Application of smartphones in agriculture is a promising tool to make a managing of the soil quality easy, user-friendly, and less time- and cost-consuming. On site analysis with the application of smartphones allows to receive results in real time condition directly in the sampling site.

Smartphones are generally used in three ways:

  • To read colour more precisely than the human naked eye. The remaining of the analytical procedure is performed in quite traditional way,

  • For colour reading, where the analytical procedure is modified in such a way that at the detection stage, it is possible to use a smartphone as a detector,

  • The colour reading is an input to the neural network. Previously, it was trained to find relationships between the colour of a sample and the property or properties of soil samples.

The use of a smartphone is associated with the possibility of performing on site analysis, i.e. at the place of sampling, without the need to involve a chemical laboratory. Therefore, there is no need to transport samples, which may be associated with further cost reduction and limitation of the risk of losing the sample representativeness. However, the results of determinations using smartphones are quite uncertain, which means that they can be used as a rough evaluation tool.

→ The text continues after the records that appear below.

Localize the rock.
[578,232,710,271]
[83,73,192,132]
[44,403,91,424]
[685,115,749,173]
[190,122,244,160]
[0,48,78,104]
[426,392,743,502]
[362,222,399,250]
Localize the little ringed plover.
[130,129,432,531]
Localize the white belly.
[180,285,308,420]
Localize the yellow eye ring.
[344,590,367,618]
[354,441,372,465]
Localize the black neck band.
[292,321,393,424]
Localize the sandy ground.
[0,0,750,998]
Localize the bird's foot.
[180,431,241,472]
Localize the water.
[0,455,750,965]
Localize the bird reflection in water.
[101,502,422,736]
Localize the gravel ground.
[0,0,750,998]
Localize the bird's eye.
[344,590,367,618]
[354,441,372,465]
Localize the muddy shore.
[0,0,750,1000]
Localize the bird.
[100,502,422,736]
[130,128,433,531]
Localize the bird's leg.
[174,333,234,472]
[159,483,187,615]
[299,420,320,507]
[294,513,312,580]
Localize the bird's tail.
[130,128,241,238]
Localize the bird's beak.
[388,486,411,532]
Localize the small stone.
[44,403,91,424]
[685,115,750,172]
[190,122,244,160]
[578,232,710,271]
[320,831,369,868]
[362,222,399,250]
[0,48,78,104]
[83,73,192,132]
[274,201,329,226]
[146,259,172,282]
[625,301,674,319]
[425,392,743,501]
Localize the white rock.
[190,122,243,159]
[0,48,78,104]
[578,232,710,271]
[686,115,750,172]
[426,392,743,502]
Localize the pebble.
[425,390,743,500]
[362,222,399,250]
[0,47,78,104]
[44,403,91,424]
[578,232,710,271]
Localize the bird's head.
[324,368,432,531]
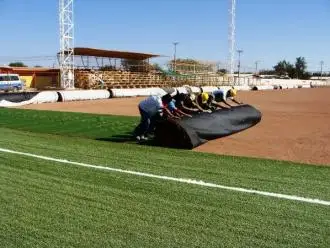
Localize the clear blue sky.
[0,0,330,71]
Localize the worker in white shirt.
[134,94,175,141]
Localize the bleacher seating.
[75,70,231,89]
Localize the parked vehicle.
[0,73,24,92]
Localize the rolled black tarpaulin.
[0,92,39,102]
[155,105,262,149]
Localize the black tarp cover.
[155,105,262,149]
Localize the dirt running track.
[18,88,330,165]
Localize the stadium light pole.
[173,41,179,71]
[228,0,236,83]
[59,0,74,89]
[320,60,324,79]
[255,60,260,75]
[237,50,243,78]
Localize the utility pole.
[255,60,260,75]
[320,60,324,79]
[59,0,74,89]
[173,41,179,71]
[228,0,236,79]
[237,50,243,78]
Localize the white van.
[0,73,23,92]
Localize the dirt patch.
[18,88,330,165]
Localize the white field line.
[0,148,330,206]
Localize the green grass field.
[0,109,330,248]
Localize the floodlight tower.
[228,0,236,82]
[59,0,74,89]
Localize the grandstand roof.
[58,47,160,60]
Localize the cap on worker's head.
[202,92,209,103]
[230,89,237,96]
[189,93,196,101]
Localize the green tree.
[274,60,293,76]
[9,61,27,67]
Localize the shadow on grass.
[96,133,161,147]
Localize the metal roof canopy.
[59,47,161,60]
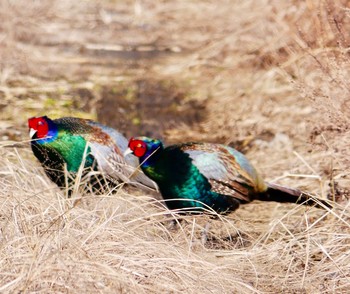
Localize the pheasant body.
[28,116,155,192]
[129,137,329,213]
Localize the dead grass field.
[0,0,350,293]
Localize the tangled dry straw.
[0,0,350,293]
[0,143,350,293]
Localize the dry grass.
[0,0,350,293]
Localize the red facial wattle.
[129,139,147,157]
[28,117,49,139]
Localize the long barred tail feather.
[255,183,333,209]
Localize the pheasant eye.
[129,140,147,157]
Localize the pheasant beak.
[123,147,134,157]
[29,128,37,139]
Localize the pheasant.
[124,137,331,214]
[28,116,156,195]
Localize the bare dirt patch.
[0,0,350,293]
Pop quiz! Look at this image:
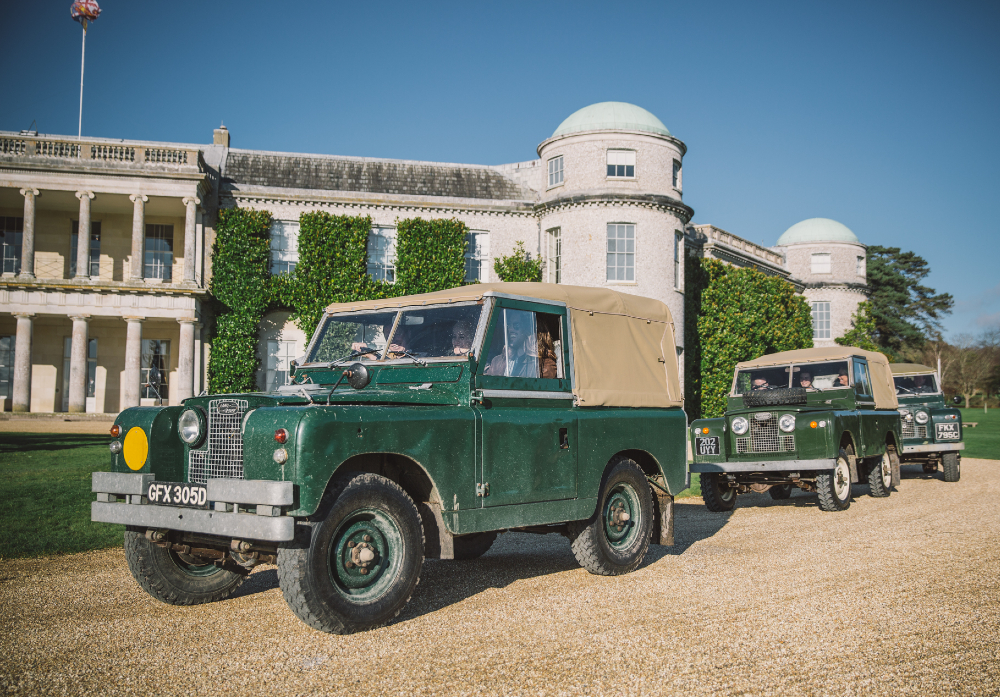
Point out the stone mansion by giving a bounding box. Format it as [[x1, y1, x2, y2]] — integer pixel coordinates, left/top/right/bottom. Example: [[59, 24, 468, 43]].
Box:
[[0, 102, 867, 413]]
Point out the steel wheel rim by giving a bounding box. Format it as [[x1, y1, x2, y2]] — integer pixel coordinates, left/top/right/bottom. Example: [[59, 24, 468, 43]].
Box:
[[602, 482, 641, 549], [833, 460, 851, 501], [328, 508, 403, 602]]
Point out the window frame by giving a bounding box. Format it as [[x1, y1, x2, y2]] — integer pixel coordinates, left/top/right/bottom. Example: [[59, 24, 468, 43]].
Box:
[[604, 148, 638, 180], [604, 222, 638, 285], [546, 155, 566, 189]]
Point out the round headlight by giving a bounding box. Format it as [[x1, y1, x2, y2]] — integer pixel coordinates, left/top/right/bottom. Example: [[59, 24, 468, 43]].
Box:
[[177, 409, 205, 447]]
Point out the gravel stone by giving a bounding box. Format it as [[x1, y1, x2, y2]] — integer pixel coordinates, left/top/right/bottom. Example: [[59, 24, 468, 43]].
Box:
[[0, 459, 1000, 697]]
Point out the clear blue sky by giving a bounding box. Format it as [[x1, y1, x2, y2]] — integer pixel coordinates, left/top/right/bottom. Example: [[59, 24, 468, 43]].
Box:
[[0, 0, 1000, 336]]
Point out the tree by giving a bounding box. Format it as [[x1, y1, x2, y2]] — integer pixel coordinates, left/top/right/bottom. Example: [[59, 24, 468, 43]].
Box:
[[493, 242, 542, 283], [834, 301, 880, 360], [868, 245, 955, 353]]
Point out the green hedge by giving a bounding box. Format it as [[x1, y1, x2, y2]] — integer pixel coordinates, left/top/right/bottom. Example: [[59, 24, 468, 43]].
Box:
[[208, 208, 469, 393], [685, 259, 813, 418]]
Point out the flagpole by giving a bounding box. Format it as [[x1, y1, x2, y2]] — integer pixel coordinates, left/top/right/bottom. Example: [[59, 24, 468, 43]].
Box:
[[76, 20, 87, 140]]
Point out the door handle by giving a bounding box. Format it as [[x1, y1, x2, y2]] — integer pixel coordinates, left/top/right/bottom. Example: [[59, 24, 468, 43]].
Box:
[[559, 428, 569, 450]]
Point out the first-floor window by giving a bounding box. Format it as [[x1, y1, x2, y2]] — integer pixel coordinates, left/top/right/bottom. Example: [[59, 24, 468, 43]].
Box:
[[267, 341, 295, 392], [69, 220, 101, 278], [608, 223, 635, 281], [271, 220, 299, 275], [0, 336, 15, 399], [368, 226, 396, 283], [812, 302, 830, 339], [143, 224, 174, 281], [0, 216, 24, 273], [465, 230, 490, 283], [545, 227, 562, 283], [140, 339, 170, 399]]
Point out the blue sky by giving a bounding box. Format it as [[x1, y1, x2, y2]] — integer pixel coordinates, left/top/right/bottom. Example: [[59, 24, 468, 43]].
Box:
[[0, 0, 1000, 336]]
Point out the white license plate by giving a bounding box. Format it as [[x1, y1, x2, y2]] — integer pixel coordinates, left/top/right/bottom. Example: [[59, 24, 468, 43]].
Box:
[[694, 436, 719, 455], [937, 424, 962, 440], [146, 482, 208, 508]]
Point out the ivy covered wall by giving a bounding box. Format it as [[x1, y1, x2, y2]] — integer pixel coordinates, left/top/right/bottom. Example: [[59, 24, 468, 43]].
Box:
[[684, 257, 813, 419]]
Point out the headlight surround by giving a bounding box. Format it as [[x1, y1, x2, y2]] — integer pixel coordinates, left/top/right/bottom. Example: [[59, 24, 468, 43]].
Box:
[[177, 409, 206, 448]]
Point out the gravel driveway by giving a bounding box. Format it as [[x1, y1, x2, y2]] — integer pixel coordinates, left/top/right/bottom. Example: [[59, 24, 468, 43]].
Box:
[[0, 459, 1000, 697]]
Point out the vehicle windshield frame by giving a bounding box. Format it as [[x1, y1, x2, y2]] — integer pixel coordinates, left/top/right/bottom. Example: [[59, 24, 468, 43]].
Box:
[[729, 357, 854, 397], [892, 371, 944, 399], [304, 298, 492, 366]]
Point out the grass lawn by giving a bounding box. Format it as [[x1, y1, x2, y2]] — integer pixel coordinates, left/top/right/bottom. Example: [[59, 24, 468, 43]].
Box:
[[961, 407, 1000, 460], [0, 433, 125, 559]]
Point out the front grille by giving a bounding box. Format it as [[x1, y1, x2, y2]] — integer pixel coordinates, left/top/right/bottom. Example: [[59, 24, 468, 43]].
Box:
[[188, 399, 248, 484], [903, 421, 927, 438], [736, 416, 795, 454]]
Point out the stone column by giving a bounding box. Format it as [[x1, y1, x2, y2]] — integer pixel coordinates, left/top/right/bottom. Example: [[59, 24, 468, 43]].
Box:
[[121, 317, 143, 409], [177, 319, 197, 402], [70, 191, 94, 280], [128, 194, 149, 280], [11, 312, 34, 411], [182, 196, 201, 284], [20, 188, 38, 278], [69, 316, 90, 414]]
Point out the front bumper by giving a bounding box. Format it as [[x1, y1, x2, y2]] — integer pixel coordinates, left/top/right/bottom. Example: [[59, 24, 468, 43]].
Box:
[[903, 442, 965, 455], [90, 472, 295, 542], [690, 457, 837, 474]]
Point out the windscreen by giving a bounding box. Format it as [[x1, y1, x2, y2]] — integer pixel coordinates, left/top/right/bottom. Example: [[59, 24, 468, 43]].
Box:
[[734, 361, 851, 395], [892, 374, 941, 397], [386, 305, 483, 359]]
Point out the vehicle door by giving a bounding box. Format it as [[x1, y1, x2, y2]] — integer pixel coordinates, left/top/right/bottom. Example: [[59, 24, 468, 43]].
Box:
[[474, 298, 577, 507], [853, 357, 887, 457]]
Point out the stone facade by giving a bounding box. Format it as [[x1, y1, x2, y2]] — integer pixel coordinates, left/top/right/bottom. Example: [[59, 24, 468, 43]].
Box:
[[0, 103, 866, 413]]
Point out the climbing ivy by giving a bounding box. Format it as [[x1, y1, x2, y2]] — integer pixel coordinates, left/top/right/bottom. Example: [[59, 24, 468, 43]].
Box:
[[493, 242, 542, 282], [685, 259, 812, 417]]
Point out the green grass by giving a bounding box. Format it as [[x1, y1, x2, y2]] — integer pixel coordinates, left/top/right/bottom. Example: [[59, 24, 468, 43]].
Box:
[[961, 407, 1000, 460], [0, 433, 125, 559]]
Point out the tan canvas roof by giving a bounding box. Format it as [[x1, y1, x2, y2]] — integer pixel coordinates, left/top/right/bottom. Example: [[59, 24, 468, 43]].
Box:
[[889, 363, 937, 375], [327, 283, 683, 407], [736, 346, 899, 409]]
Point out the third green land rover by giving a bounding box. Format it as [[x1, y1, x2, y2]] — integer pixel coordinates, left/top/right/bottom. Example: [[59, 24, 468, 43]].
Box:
[[691, 347, 902, 512]]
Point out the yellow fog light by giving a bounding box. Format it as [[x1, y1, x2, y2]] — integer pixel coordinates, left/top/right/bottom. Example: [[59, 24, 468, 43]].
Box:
[[124, 426, 149, 470]]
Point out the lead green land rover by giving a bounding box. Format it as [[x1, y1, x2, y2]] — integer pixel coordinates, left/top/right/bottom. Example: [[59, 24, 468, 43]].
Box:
[[889, 363, 965, 482], [691, 347, 901, 512], [92, 283, 688, 633]]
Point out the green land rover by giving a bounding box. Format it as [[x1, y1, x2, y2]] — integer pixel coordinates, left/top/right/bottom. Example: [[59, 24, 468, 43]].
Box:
[[92, 283, 689, 633], [691, 347, 902, 512], [889, 363, 965, 482]]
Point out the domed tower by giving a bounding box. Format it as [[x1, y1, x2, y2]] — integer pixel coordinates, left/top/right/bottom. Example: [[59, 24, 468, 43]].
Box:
[[775, 218, 868, 346], [536, 102, 694, 342]]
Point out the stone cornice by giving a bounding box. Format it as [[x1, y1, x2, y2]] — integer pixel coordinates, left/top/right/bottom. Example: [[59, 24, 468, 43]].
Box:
[[535, 193, 694, 223]]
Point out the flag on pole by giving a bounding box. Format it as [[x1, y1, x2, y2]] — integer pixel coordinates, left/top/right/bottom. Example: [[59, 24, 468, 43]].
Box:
[[69, 0, 101, 31]]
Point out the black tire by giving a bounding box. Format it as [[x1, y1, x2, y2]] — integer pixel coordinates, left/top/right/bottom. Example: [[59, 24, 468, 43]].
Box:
[[816, 448, 851, 511], [125, 528, 245, 605], [941, 453, 962, 482], [767, 484, 794, 501], [866, 450, 892, 498], [452, 532, 500, 561], [278, 473, 424, 634], [701, 473, 736, 513], [569, 458, 653, 576]]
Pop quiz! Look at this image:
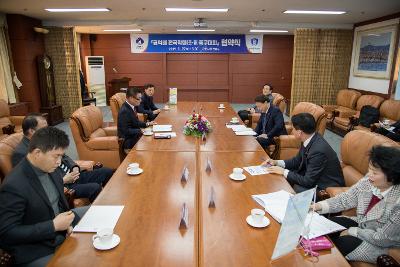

Analysis of literature data of smartphones application for evaluation of soil quality shows that this is a relatively new promising area, due to most of the investigations were published in 2019–2022. However, smartphone-based procedures significantly differ both efforts made for its developments and the way how it could be applied. The easiest procedures assume application of test strips or paper-based colorimetry coupled with further exploiting smartphone-assisted image acquisition. Such procedures could be used for nutrient content analysis as well as contaminants determination. The great efforts were done to provide smartphone-based procedures for physical soil properties, such as soil colour analysis used for soil profiling. The reason is that such procedures require significant labor in the stage of the development and assume soil photos analysis and their correct interpretation for soil classification. Establish of the smartphone-based devices that could provide multicomponent analysis and integrates major soil parameters with the aim to overall soils quality seems to be the most perspective way of the modern agriculture development as well as smartphone integration into this area. Therefore, intensive research should be expected in this field which significantly contribute to the further expansion of the possibilities of smartphones application as an analytical tool.

Limitation of the smartphone’s application in the agriculture for chemical soil analysis could be connected to both chemical and technical reasons. Chemical limitations are related to the reaction used for the receiving of colour product for desired analytes and providing of colorimetric detection. The sensitivity of smartphone devices in many cases is considerably worse than for more sophisticated instruments like mass spectrometry; thus, smartphones are rarely used for trace analysis and determination of such soil pollutants as polycyclic aromatic hydrocarbons, pesticides, or antibiotics residue. Additionally, tedious sample preparation for trace analytes preconcentration and dealing with matrix effect is required, while smartphone-based device assumes fast and not labour intensive approaches. Technical limitation could be related to the smartphone itself, particularly in camera’s parameters. Different types of cameras from various manufacturers and with different lenses could be a reason of low reproducibility of the results on a large number of devices.

Among the future trends, all-in-one smartphone-based devices seem to be preferable for agricultural soils analysis that enables users to complete a self-assessment about soil quality and receive a performance report including actionable insight to identify how to improve soil quality for productive and sustainable agriculture.